Greece and Portugal, two countries engulfed by the European debt crisis, have turned to the World Bank for technical assistance, seeking advice from an institution focused on reducing global poverty, the lender’s president said.
The two governments have officially asked for the paid advice, though details are still being sorted out, Jim Yong Kim told reporters yesterday on the sidelines of the Group of 20 meetings in Mexico City. The bank’s expertise that could be useful includes improving the business environment and public expenditures, he said.
“We’re now in the middle of intense discussions to figure out just what we’re going to do,” said Kim, who is attending his first G-20 meeting of finance officials as World Bank president. “We’ve worked in so many different countries that have gone through these kinds of problems that we’re simply going to very humbly offer up our experience of what other places have done.”
While the advice comes with no loan attached, it is still a new avenue for the Washington-based World Bank, which usually provides money and assistance to developing and middle-income countries. By offering help to Greece on his first work day in July, Kim distinguished himself from his predecessor, Robert Zoellick, who had said he tried to keep some distance from the country that’s now receiving a second bailout package.
The bank was created at the end of World War II to help rebuild Europe.
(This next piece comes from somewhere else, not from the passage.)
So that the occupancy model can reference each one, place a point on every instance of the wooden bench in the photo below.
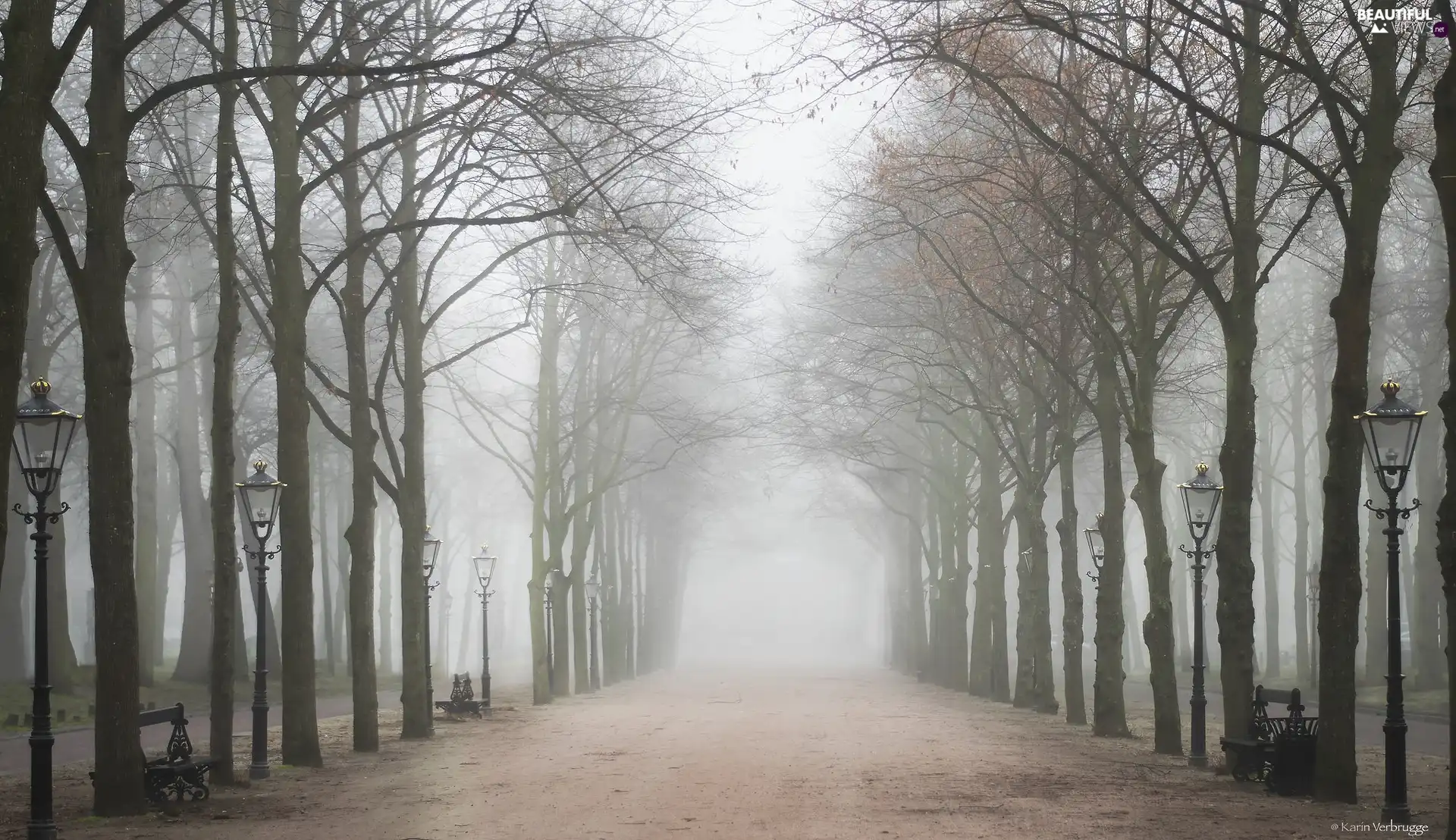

Now focused on developing countries, it lends for everything from building roads to supporting education policies, and has expanded its scope to taking stakes in companies and guaranteeing investments.
Kim compared the advice to the two European nations to the expertise given to South Korea in the late 1990s.
“We simply have a range of experiences as a global bank that we think might be helpful and we’re happy to see that Greece and Portugal also think it might be helpful,” he said.